Ryan Braun: There's Braun himself; he was a .344 hitter with 17 homers and 14 steals before the All-Star break in 2011, so with the exception of his batting average, he's right in line with his performance at this point a year ago.
Miguel Cabrera: Though his 12 home runs might not sound overwhelming, Cabrera posted stellar .385/.470/.630 triple-slash rates the second half of last season, rating the most productive hitter in baseball, even if it resulted in only the fourth-best fantasy stat line. Cabrera continues to perform at his career norms, and his history of strong finishes signals another might be coming in 2012. But if Cabrera himself isn't the comparable, then how about Joey Votto? He's a fellow prime-of-career first baseman with the potential to lead the majors in the three primary triple-slash categories.
Mike Napoli: The Texas Rangers might have limited Napoli's at-bats the first half of last season, but thanks to his performance, they had to find him a regular place in the lineup as the summer progressed. He managed a .376 batting average and 17 home runs after the All-Star break, easily topping his position in fantasy value. Buster Posey might be the best comparable for Napoli's 2011; Posey's career is on the upswing, and he should only garner additional at-bats the further he gets from the ankle injury that prematurely ended his 2011, and he's off to a .300/.366/.475 start to 2012. There's a reason he took over as my No. 1 catcher in the rankings a week ago; it's because of the possibility of a breakthrough of this caliber.
New position eligibility
The following players have become eligible at new positions -- it's 10 games to qualify at a new spot -- in ESPN standard leagues during the past week: Wilson Betemit (1B), Chris Davis (OF), Mark DeRosa (OF), Matt Downs (3B), Hector Luna (1B), Buster Posey (1B).

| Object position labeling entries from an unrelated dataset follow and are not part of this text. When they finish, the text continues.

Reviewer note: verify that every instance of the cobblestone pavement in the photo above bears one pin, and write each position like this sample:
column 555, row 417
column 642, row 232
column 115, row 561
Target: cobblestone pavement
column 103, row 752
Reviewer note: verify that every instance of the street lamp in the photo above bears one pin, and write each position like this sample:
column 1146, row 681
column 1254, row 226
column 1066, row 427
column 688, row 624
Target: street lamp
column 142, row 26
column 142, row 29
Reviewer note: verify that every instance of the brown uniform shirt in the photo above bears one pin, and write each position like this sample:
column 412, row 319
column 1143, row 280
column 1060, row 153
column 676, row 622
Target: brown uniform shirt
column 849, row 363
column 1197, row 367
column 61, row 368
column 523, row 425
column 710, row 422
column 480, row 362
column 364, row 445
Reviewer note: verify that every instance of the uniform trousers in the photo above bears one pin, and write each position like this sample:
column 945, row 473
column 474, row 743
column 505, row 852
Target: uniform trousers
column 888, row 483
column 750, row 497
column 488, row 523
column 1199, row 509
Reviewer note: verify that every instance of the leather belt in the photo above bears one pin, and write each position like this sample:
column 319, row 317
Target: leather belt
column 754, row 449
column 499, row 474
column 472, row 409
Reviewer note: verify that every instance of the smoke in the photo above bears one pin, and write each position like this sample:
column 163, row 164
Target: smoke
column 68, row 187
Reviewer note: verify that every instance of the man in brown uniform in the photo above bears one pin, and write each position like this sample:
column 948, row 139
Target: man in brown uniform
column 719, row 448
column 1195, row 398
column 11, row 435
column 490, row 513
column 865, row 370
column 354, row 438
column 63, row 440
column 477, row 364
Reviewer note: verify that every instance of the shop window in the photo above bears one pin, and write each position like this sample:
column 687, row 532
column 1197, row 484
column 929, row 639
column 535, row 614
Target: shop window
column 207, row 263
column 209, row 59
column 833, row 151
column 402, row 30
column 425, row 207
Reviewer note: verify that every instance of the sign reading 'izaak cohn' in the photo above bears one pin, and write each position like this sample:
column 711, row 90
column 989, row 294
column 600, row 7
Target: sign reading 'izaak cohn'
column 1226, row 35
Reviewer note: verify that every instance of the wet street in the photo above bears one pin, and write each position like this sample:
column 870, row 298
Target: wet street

Nearing new position eligibility
The following players are on track to earn new eligibility in the coming weeks: Robert Andino (8 games played at 3B), Billy Butler (9 games played at 1B), Ronny Cedeno (8 games played at 2B), Steve Clevenger (9 games played at 1B), Brooks Conrad (9 games played at 3B), Maicer Izturis (9 games played at SS), Elliot Johnson (9 games played at 2B), Kyle Seager (9 games played at 2B), Mark Trumbo (8 games played at 3B), Justin Turner (9 games played at 1B, 8 games played at SS).